Lora Walker made some “bonehead mistakes” while in office that cost her 132 votes and the election. Right, wrong or indifferent the Libraries have been built and I do not look for Lora to repeat the mistake of imposing undue burden on the landowners along the St. Croix River. It should be noted that Walker did act to repeal that mistake.

Walker has maintained her popularity in the District. People forgave her mistakes, which seem minor when confronted with the inane, self absorbed, high handed and vindictive bitchiness of Commissioner Schultz.

Hence, the logic behind Schultz’s Gamble.

Lynn has tasted power and wants more. She does not want to be remembered as a “one termer.”
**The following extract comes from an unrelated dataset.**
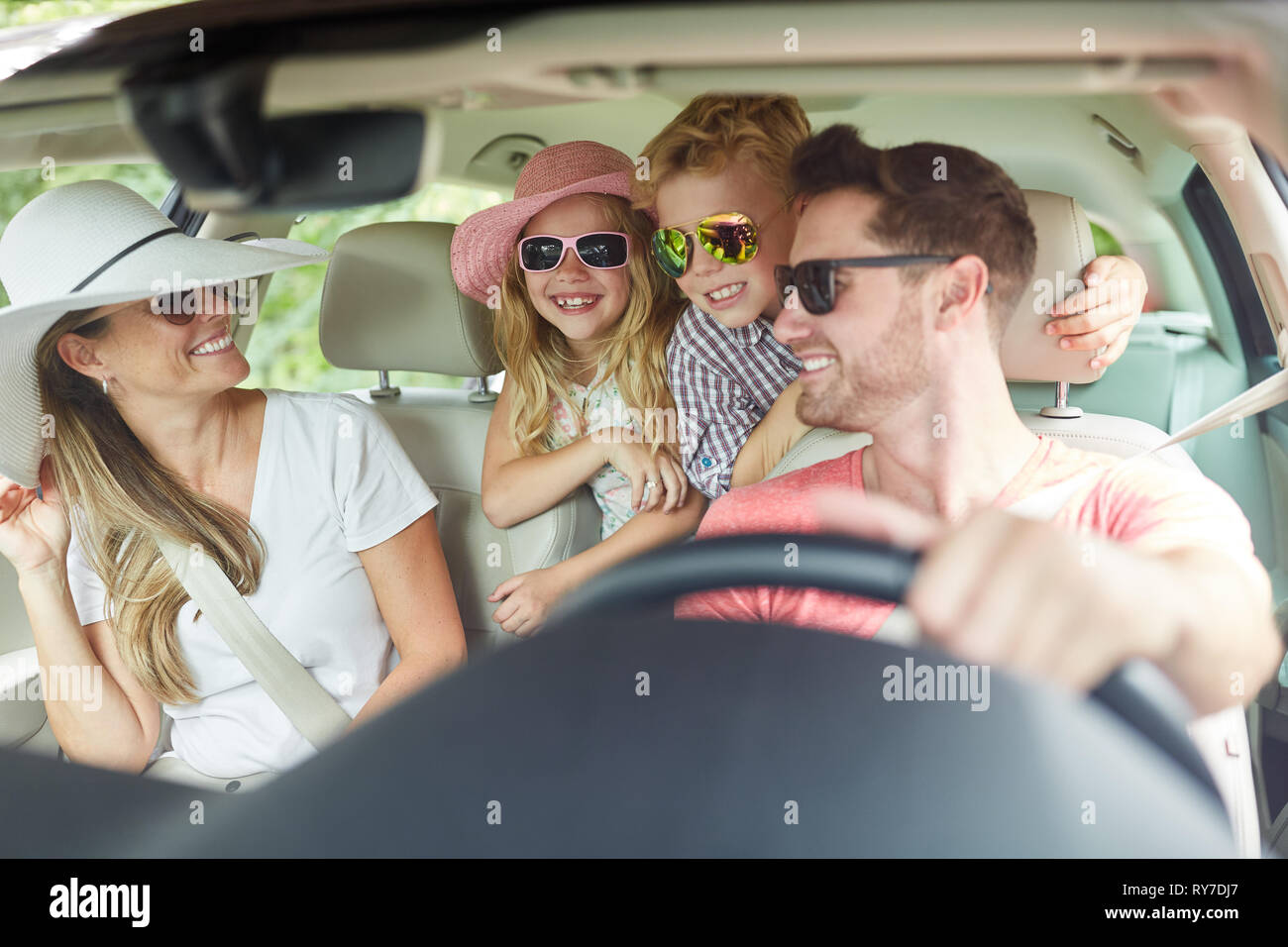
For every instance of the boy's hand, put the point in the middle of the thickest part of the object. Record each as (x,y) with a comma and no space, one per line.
(1104,312)
(771,440)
Re-Election could well cost Schultz $50,000 or more facing an extremely popular opponent like Walker. Lynn needs money, lots of it and the support of County employees, most notably from Sheriff Rivard and the Sheriff’s Department.

Unlike most taxpayers, Government employees are “recession proof,” with a select few getting paid while they attend college at your expense. Chisago County employs 500 to 600 people. Assuming a spouse at home, people within their sphere of influence and County employees can supply the winning votes to re-elect most anyone, even Lynn Schultz.

Public Works Projects like the new jail, are job security for those on the County (your) payroll.

Though the jail will cost you, the taxpayers of Chisago County over Forty Million dollars, it could well assure Schultz’s re-election. If re-elected, you can expect Schultz to push for a new HHS (Health Human Services) facility at a cost of a mere Ten Million dollars of your money. Lavishing that much of your money on our civil servants could keep Lynn in power for years to come.

The darker and more troubling question is this. With fifty million of your tax dollars up for grab, with slim pickings in Government Contracts, would Jail Supporters pick up the cost of Lynn’s campaign to assure her vote for the project?

In local elections, most voters never know or understand the issues confronting them. Most vote on name recognition. Fifty Grand will buy a lot of name recognition. The families of County employees may well supply the margin to keep Lynn spending your money for years to come.

Absolute power corrupts, absolutely. The circle is complete. The Patsy has become Queen, usurping power from a scandal weakened Bob Gustafson while leading Commissioner Robinson around by his nose ring.

As the ancient Emperor Vespasian looted the Temple of Jerusalem to build the famed Coliseum of Rome, Lynn seeks to leave her name on as many cornerstones as possible, thereby assuring her immortality for all eternity in Chisago County by looting the Temple of the Taxpayer.